Jackson Pollock said of his wife Lee Krasner, "I'd be dead by now if it weren't for her“. Krasner, certainly one of the most important and innovative artists of her time, sacrificed her own genius to guide her husband Jackson Pollock through his life of excessive drinking and make him a star. He went on to lead a dazzling career thanks to Krasner and Clement Greenberg. Pollock's wife Lee Krasner herself remained in the background as an artist. Her virtuoso all-over works were only truly discovered and appraised after her death.

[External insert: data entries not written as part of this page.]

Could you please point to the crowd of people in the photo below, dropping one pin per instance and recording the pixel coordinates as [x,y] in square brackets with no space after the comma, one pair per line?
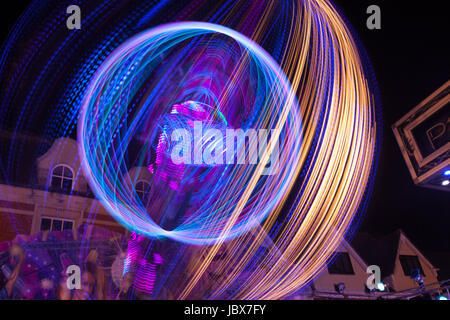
[94,285]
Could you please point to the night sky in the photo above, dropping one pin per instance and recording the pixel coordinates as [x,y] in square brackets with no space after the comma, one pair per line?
[410,57]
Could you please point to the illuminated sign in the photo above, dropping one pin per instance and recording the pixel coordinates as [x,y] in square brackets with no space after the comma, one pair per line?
[424,139]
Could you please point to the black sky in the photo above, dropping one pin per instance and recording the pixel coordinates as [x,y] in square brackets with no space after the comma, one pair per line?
[410,57]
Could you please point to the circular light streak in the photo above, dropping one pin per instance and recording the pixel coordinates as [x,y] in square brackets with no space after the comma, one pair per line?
[241,197]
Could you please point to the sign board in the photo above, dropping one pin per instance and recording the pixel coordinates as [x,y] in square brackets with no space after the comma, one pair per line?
[424,139]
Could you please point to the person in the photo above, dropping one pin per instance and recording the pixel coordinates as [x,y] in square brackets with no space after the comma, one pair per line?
[7,284]
[92,282]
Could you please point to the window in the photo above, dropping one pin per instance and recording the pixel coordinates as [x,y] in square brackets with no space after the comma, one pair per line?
[341,265]
[62,178]
[142,189]
[53,224]
[409,264]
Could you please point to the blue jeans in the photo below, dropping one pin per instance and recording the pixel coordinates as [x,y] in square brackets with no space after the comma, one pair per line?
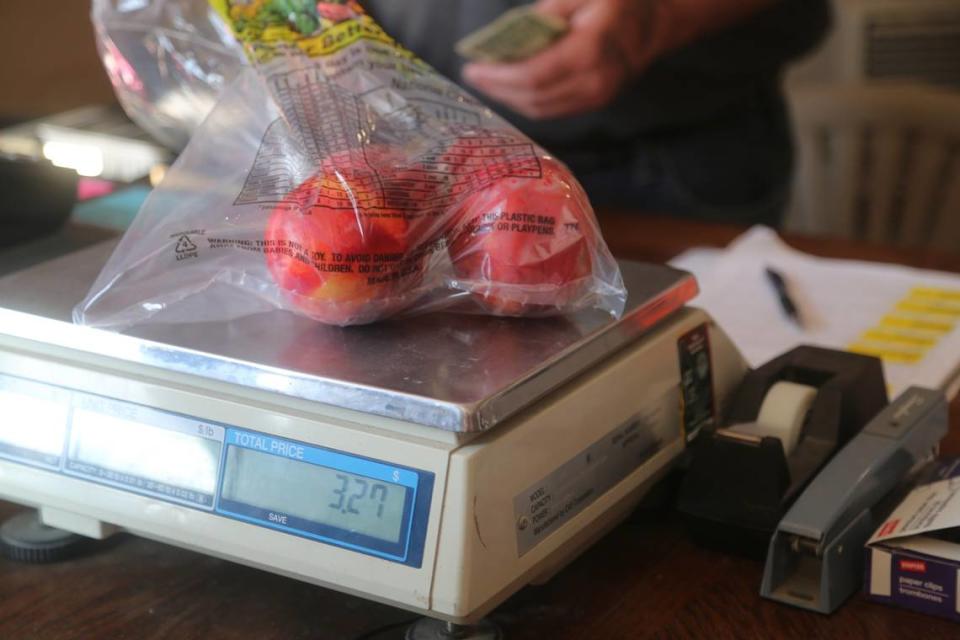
[737,170]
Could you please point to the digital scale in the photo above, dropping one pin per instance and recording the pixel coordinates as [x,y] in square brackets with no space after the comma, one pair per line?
[437,463]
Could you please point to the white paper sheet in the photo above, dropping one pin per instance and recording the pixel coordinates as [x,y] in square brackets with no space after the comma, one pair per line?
[839,300]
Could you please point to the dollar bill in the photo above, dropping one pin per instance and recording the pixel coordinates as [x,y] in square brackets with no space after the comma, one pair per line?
[515,35]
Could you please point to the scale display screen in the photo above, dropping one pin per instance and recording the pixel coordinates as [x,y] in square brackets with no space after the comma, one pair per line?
[153,452]
[33,422]
[338,498]
[342,499]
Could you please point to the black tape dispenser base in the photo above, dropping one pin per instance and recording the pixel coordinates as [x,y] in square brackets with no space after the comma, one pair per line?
[783,424]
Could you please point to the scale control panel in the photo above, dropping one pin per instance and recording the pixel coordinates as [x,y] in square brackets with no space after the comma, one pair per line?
[369,506]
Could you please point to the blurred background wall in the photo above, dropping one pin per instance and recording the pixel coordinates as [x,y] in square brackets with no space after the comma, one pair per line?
[49,60]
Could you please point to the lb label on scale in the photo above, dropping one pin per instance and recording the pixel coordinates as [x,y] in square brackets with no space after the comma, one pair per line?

The exhibition A Gesture of Conviction - Women of Abstract Expressionism - Works from the 1950s and 60s is dedicated to the art of Krasner along with 9 other American and 3 European painters. Their expressive works clear up the cliché of gestural painting as primarily "masculine" artistic expression. The group exhibition refers to the aesthetic changes and innovations of the New York School and abstraction in Europe based on the art of these brilliant companions of painters such as Jackson Pollock, Willem de Kooning, Hans Hartung et al.
Long disadvantaged by both the art market and art history, stylized into "muses" and marginalized, many female artists fought for recognition, especially in the 1950s and 1960s. In New York, they took part in discussions in the renowned group "The Club" - but they were refused membership for a long time. They were represented in groundbreaking exhibitions - including the Stable Gallery and Betty Parsons - but had overall fewer exhibition participations compared to their male colleagues. Their works were much harder to sell and went for far lower prices. For this reason, some of them, such as Lee Krasner, Grace (George) Hartigan, or Michael (Corinne) West, adopted male or at least gender-neutral artist names. With the 2016 exhibition Women of Abstract Expressionism, the Denver Art Museum laid the institutional spotlight on the remarkable protagonists of the 1940s and 1950s for the first time.
In an actual “gesture of conviction” the presentation at SETAREH joins the efforts and achievements - especially more recent ones - to relight the canon of art history and the art market. It is the first gallery exhibition of its kind in Europe. In addition to the gestural works of the now recognized artists Lee Krasner and Helen Frankenthaler, works from their New York colleagues Mary Abbott, Amaranth Ehrenhalt, Perle Fine, Judith Godwin, Grace Hartigan, Charlotte Park, Yvonne Thomas and Michael Corinne West will also be presented. Their vibrant paintings are complemented by the cool abstractions of the Norwegian artist Anna-Eva Bergman, who belongs to the Nouvelle École de Paris, and by the powerful action paintings of Judit Reigl, who was born in Budapest and works in Paris. These are flanked by the delicate watercolors of the somewhat younger Viennese painter Martha Jungwirth.
The power, skill and virtuosity of the painters of the 1950s and 60s can be clearly felt in the exhibition. Together, the works bear witness to these artists’ creative urge and passion to find an affective and spontaneous means for the artistic expression of their time.